Hello,
I am running a Crate 5.2.10 3 node cluster and want to update to latest. The procedure I have followed is:
1.- Disable periodic data processing job to reduce system load to minimum. Still some background data insertion load exists (2 o 3 queries per second).
2.- Update node by node to 5.3.7 and restart after the update to have a 5.3.7 cluster.
3.- Update to 5.4.6 node by node (same as step 2)
4.- Update to 5.5.1 node by node (same as step 2)
After this the result is a 5.5.1 cluster and no insertion data has been lost during the process (remember, 2-3 insertions per second).
The last step is to enable again the processing job (it has a long pending queue) and it starts making queries (inserts and selects). The number of queries is about 10-15 per second.
The problem starts about 20 seconds after enabling this processing job, a random node gets disconnected for a short period of time and the cluster starts re-synchronizing. The cluster status becomes yellow and green again after 20-30 seconds. Then again after around 20 seconds the process starts again, a node gets disconnected, re-synchronizing process and again green health status.
If I stop the processing job the cluster becomes stable again and the background insertions are done correctly. It looks like under some load the cluster becomes unstable.
The fact is that with version 5.2.10 everything works as expected, I don’t see this behavior.
I have done some testing and it happens with 5.3, 5.4 and 5.5 series. With 5.2 works correctly.
This is the log entries I can see in the disconnected node (5.5.1):
[2023-12-04T17:06:27,567][WARN ][i.c.e.d.u.TransportShardUpsertAction] [crate-bemp-2] [[bemp_basa.ts_real][1]] failed to perform internal:crate:sql/data/write on replica [bemp_basa.ts_real][1], node[qul8gyHXSk--8eq3WNc6pQ], [R], s[STARTED], a[id=28qfsK2kTymJ8MUjo2_yuQ]
org.elasticsearch.transport.SendRequestTransportException: [crate-bemp-1][10.0.103.231:4300][internal:crate:sql/data/write[r]]
at org.elasticsearch.transport.TransportService.sendRequestInternal(TransportService.java:633) ~[crate-server-5.5.1.jar:?]

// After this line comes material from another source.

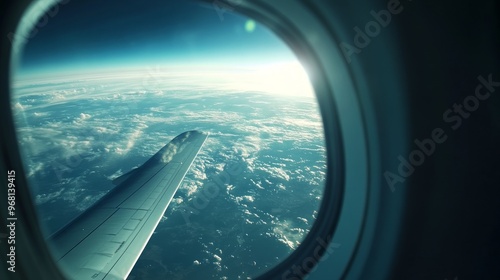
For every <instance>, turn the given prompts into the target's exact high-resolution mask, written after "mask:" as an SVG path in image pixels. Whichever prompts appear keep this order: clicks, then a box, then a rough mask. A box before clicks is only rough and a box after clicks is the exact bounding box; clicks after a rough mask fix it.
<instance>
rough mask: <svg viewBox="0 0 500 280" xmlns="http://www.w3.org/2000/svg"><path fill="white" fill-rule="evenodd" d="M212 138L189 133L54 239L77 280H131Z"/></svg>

at org.elasticsearch.transport.TransportService.sendRequest(TransportService.java:534) ~[crate-server-5.5.1.jar:?]
at org.elasticsearch.transport.TransportService.sendRequest(TransportService.java:486) ~[crate-server-5.5.1.jar:?]

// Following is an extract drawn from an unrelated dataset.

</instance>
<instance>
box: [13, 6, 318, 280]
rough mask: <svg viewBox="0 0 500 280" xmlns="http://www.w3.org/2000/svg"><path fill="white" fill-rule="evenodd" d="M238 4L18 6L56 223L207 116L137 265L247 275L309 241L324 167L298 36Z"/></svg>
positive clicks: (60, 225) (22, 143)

at org.elasticsearch.action.support.replication.TransportReplicationAction$ReplicasProxy.performOn(TransportReplicationAction.java:1035) ~[crate-server-5.5.1.jar:?]
at org.elasticsearch.action.support.replication.ReplicationOperation$3.tryAction(ReplicationOperation.java:248) ~[crate-server-5.5.1.jar:?]

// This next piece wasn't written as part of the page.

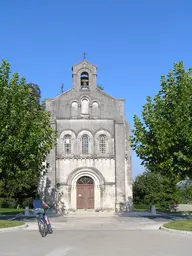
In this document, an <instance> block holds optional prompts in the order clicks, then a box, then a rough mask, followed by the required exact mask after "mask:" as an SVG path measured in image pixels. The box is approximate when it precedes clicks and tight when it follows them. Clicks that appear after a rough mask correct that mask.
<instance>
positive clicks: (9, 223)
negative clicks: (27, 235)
mask: <svg viewBox="0 0 192 256" xmlns="http://www.w3.org/2000/svg"><path fill="white" fill-rule="evenodd" d="M24 224H25V222H23V221H10V220H0V228H11V227H17V226H21V225H24Z"/></svg>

at org.elasticsearch.action.support.RetryableAction$1.doRun(RetryableAction.java:96) ~[crate-server-5.5.1.jar:?]
at org.elasticsearch.common.util.concurrent.AbstractRunnable.run(AbstractRunnable.java:37) ~[crate-server-5.5.1.jar:?]
at org.elasticsearch.action.support.RetryableAction.run(RetryableAction.java:74) ~[crate-server-5.5.1.jar:?]
at org.elasticsearch.action.support.replication.ReplicationOperation.performOnReplica(ReplicationOperation.java:267) ~[crate-server-5.5.1.jar:?]
at org.elasticsearch.action.support.replication.ReplicationOperation.performOnReplicas(ReplicationOperation.java:196) ~[crate-server-5.5.1.jar:?]
at org.elasticsearch.action.support.replication.ReplicationOperation.handlePrimaryResult(ReplicationOperation.java:152) ~[crate-server-5.5.1.jar:?]
at org.elasticsearch.action.ActionListener$2.onResponse(ActionListener.java:99) ~[crate-server-5.5.1.jar:?]
at org.elasticsearch.action.ActionListener.completeWith(ActionListener.java:240) ~[crate-server-5.5.1.jar:?]
at io.crate.execution.dml.TransportShardAction.shardOperationOnPrimary(TransportShardAction.java:98) ~[crate-server-5.5.1.jar:?]
at io.crate.execution.dml.TransportShardAction.shardOperationOnPrimary(TransportShardAction.java:53) ~[crate-server-5.5.1.jar:?]
at org.elasticsearch.action.support.replication.TransportReplicationAction$PrimaryShardReference.perform(TransportReplicationAction.java:927) ~[crate-server-5.5.1.jar:?]
at org.elasticsearch.action.support.replication.ReplicationOperation.execute(ReplicationOperation.java:126) ~[crate-server-5.5.1.jar:?]
at org.elasticsearch.action.support.replication.TransportReplicationAction$AsyncPrimaryAction.runWithPrimaryShardReference(TransportReplicationAction.java:428) ~[crate-server-5.5.1.jar:?]
at org.elasticsearch.action.support.replication.TransportReplicationAction$AsyncPrimaryAction.lambda$doRun$0(TransportReplicationAction.java:346) ~[crate-server-5.5.1.jar:?]
at org.elasticsearch.action.ActionListener$2.onResponse(ActionListener.java:99) ~[crate-server-5.5.1.jar:?]
at org.elasticsearch.index.shard.IndexShard.lambda$wrapPrimaryOperationPermitListener$21(IndexShard.java:2721) ~[crate-server-5.5.1.jar:?]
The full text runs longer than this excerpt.